AI-Based Ocula360 Tool Shows High Accuracy in Diabetic Retinopathy Severity Detection
The artificial intelligence platform Ocula360 demonstrated performance similar to human reading centers in identifying diabetic retinopathy (DR) severity levels across 120 ultra-widefield retinal images, according to research presented on June 13, 2026, at the Clinical Trials at the Summit in Las Vegas. Developed by Ophthalytics, the tool uses a web-based algorithm to classify disease severity based on the seven standard Early Treatment Diabetic Retinopathy Study (ETDRS) fields.
Did You Know? The Ocula360 algorithm was trained on a substantial dataset consisting of more than 487,000 images sourced from four distinct collections.
Evaluating AI Performance in Retinal Imaging
To assess the efficacy of the tool, researchers compared its automated classifications against those provided by human reading centers using images from the ONYX-1 study. The analysis showed that Ocula360 assigned 51 images to class 1 (severity level 43 or below), 33 to class 2 (levels 47 or 53), and 31 to class 3 (level 60 or above). In comparison, human graders categorized 50, 32, and 33 images into those same respective classes.

SriniVas R. Sadda, MD, of the Doheny Eye Institute, noted that these results indicate an “excellent” level of agreement between the software and human experts, yielding a kappa value of 0.89. This finding suggests the platform could effectively replicate manual grading processes for monitoring disease progression.

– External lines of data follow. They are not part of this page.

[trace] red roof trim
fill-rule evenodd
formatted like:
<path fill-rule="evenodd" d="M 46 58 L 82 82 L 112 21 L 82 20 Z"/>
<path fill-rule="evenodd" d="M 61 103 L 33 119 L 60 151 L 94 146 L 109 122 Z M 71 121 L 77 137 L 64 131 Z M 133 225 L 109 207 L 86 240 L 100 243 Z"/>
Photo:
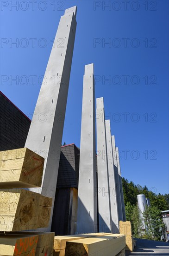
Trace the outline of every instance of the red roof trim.
<path fill-rule="evenodd" d="M 6 99 L 6 100 L 8 101 L 9 101 L 11 104 L 12 104 L 16 108 L 17 108 L 19 111 L 20 111 L 20 113 L 22 114 L 22 115 L 23 115 L 25 117 L 26 117 L 26 118 L 28 119 L 29 121 L 30 121 L 31 122 L 31 119 L 30 119 L 29 117 L 27 116 L 27 115 L 26 115 L 24 113 L 23 113 L 23 112 L 21 111 L 21 110 L 20 110 L 19 108 L 14 103 L 13 103 L 13 102 L 12 102 L 11 101 L 10 101 L 8 99 L 8 98 L 6 97 L 6 96 L 3 93 L 2 93 L 1 91 L 0 91 L 0 94 L 1 94 Z"/>

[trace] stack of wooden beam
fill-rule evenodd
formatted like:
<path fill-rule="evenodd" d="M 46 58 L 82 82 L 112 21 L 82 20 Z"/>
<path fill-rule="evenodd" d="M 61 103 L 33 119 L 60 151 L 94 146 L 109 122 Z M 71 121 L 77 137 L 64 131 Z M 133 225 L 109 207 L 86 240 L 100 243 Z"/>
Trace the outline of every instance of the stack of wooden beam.
<path fill-rule="evenodd" d="M 125 236 L 92 233 L 55 236 L 54 256 L 124 256 Z"/>
<path fill-rule="evenodd" d="M 119 222 L 120 234 L 125 235 L 126 250 L 133 251 L 134 250 L 134 239 L 132 236 L 131 225 L 129 221 Z"/>
<path fill-rule="evenodd" d="M 22 231 L 49 224 L 52 199 L 23 189 L 41 186 L 44 159 L 26 148 L 0 155 L 0 255 L 52 256 L 54 233 Z"/>

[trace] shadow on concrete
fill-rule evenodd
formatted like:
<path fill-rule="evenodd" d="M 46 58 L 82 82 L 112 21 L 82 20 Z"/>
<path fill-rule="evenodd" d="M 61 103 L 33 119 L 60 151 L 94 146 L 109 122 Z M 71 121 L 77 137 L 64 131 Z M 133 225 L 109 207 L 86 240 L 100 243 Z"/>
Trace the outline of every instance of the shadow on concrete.
<path fill-rule="evenodd" d="M 169 256 L 169 243 L 147 239 L 137 239 L 136 248 L 134 251 L 126 251 L 125 255 Z"/>

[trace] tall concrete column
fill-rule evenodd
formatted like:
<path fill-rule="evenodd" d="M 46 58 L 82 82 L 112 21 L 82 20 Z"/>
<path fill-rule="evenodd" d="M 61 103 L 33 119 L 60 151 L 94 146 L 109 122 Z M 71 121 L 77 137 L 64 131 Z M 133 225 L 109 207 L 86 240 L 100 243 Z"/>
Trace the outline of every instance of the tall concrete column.
<path fill-rule="evenodd" d="M 114 170 L 115 174 L 115 180 L 116 182 L 116 195 L 118 206 L 119 220 L 123 221 L 123 210 L 121 204 L 120 184 L 119 177 L 118 168 L 116 156 L 116 146 L 115 144 L 114 135 L 112 136 L 113 155 L 113 157 Z"/>
<path fill-rule="evenodd" d="M 57 182 L 76 27 L 76 7 L 67 9 L 61 18 L 25 144 L 25 147 L 45 157 L 42 188 L 33 190 L 53 198 L 49 231 Z"/>
<path fill-rule="evenodd" d="M 110 232 L 111 216 L 103 98 L 96 99 L 99 232 Z"/>
<path fill-rule="evenodd" d="M 106 120 L 105 124 L 112 216 L 111 232 L 114 234 L 119 233 L 119 222 L 110 120 Z"/>
<path fill-rule="evenodd" d="M 85 67 L 80 155 L 77 233 L 97 232 L 94 64 Z"/>
<path fill-rule="evenodd" d="M 125 201 L 124 200 L 122 181 L 121 179 L 120 160 L 119 160 L 119 148 L 117 147 L 116 147 L 116 156 L 117 156 L 117 167 L 118 168 L 119 183 L 120 189 L 121 206 L 122 207 L 122 211 L 123 211 L 123 221 L 125 222 L 126 221 L 126 217 L 125 217 Z"/>

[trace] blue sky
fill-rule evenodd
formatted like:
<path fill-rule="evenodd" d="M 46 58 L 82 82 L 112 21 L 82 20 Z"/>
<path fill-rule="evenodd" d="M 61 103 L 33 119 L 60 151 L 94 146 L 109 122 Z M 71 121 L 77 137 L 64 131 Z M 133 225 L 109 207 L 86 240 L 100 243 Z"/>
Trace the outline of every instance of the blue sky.
<path fill-rule="evenodd" d="M 77 6 L 63 142 L 80 147 L 84 65 L 94 63 L 122 176 L 157 193 L 169 191 L 168 3 L 0 2 L 1 90 L 30 119 L 60 17 Z"/>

Clinical Implications for Diabetic Retinopathy
While various automated DR assessment tools have already received FDA approval, Sadda pointed out that existing options often face limitations regarding comprehensive disease severity screening. The implementation of Ocula360 may offer a more quantitative and continuous scoring system for clinicians. By automatically detecting lesions on ultra-widefield images, the technology aims to streamline the assessment of retinal health.

Expert Insight: The transition toward AI-driven diagnostics represents a shift in how ophthalmologists monitor chronic conditions like diabetic retinopathy. While human expertise remains the gold standard, the high level of agreement between Ocula360 and reading centers suggests that AI may soon serve as a reliable, scalable support tool, particularly for identifying candidates for complex clinical trials.
Future Applications of Automated Grading
Beyond standard monitoring, Ocula360 could play a role in identifying patients eligible for clinical research trials. Sadda indicated that the platform’s current classification system, which focuses on standard ETDRS fields, could potentially be adapted to incorporate peripheral retinal lesions as well. Future clinical strategies may evolve to include these peripheral findings, potentially offering a more nuanced view of DR severity.
Frequently Asked Questions
How does Ocula360 classify diabetic retinopathy?
The platform uses a three-step system to assign images to specific severity classes: class 1 for a DR severity scale level of 43 or below, class 2 for levels 47 or 53, and class 3 for levels 60 or above.
How accurate is the platform compared to humans?
In the ONYX-1 study, Ocula360 showed “very similar” performance to human reading centers, achieving a kappa value of 0.89, which indicates excellent agreement.
What is the primary benefit of this AI tool?
According to SriniVas R. Sadda, MD, the tool may address limitations in current automated screening tools by facilitating a quantitative and continuous scoring system, while also helping to identify patients suitable for clinical trials.
How might the integration of peripheral lesion detection change the way you approach your own preventative eye health screenings?